Armin Grunwald

Converging technologies for improving human performance -
Ein neuer Schritt der Kontingenzerhöhung und seine Konsequenzen für die Wissenschaft

Vortrag auf dem Workshop der Lomonossow-Universität. Moskau, Russland, 19.10.2006


Abstract

Der wissenschaftlich-technische Fortschritt erweitert die Handlungsmöglichkeiten des Menschen und vermindert die Abhängigkeit vom Vorgegebenen. Dadurch werden bislang bestehende Grenzen aufgelöst oder durchlässig. In der damit verbundenen Zunahme der Kontingenz entstehen einerseits neue Entscheidungsfreiräume, andererseits aber auch Orientierungsprobleme. Dies zeigt sich zurzeit deutlich in der Debatte um die technische Verbesserung des Menschen durch „Converging Technologies“ (Roco / Bainbridge 2002), in der menschlicher Körper und Geist zunehmend als gestaltbar erscheinen.

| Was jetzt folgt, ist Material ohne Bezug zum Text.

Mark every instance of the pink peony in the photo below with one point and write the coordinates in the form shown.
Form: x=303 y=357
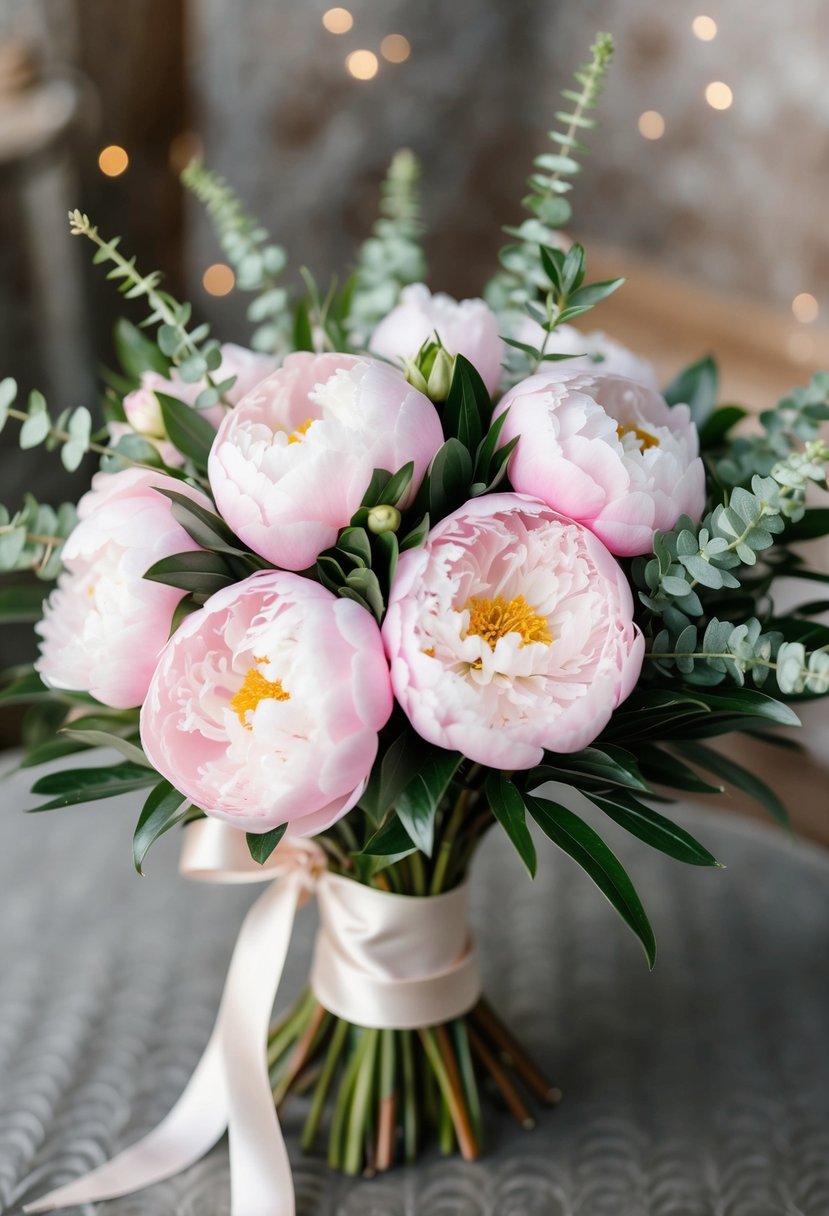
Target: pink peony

Im Zusammenhang mit diesen Hinausschiebungen der Grenzen menschlicher Handlungsmöglichkeiten spielt visionäre Zukunftskommunikation eine besondere Rolle. Zukunftskommunikation ist einerseits Medium und Katalysator, in dem sich die Kontingenzsteigerung und die Auflösung bislang bestehender Grenzen vollziehen. Andererseits wird visionäre Kommunikation auch verwendet, um angesichts dieser Kontingenzsteigerung neue Orientierungen zu schaffen (Grunwald 2006b). Denn es müssen in der Situation aufgelöster oder „aufgeweichter“ traditioneller Grenzen neue Orientierungen zum Handeln und Entscheiden bestimmt werden, die wiederum als Grenzen (z. B. der technischen Verbesserung des Menschen) thematisiert werden können. Dabei werden in dem hier gewählten Fallbeispiel „natürliche“, auf der der biologischen Verfasstheit des Menschen beruhende bisherige Grenzen durch selbst gesetzte und vom Menschen veränderliche Grenzen ersetzt. Grenzen des Könnens werden zu Grenzen des Dürfens. Der gesellschaftliche Umgang mit sich auflösenden traditionellen und neu zu findenden Grenzen kann daher als eine Art „Management“ im Umgang mit Grenzen menschlichen Handeins bezeichnet werden.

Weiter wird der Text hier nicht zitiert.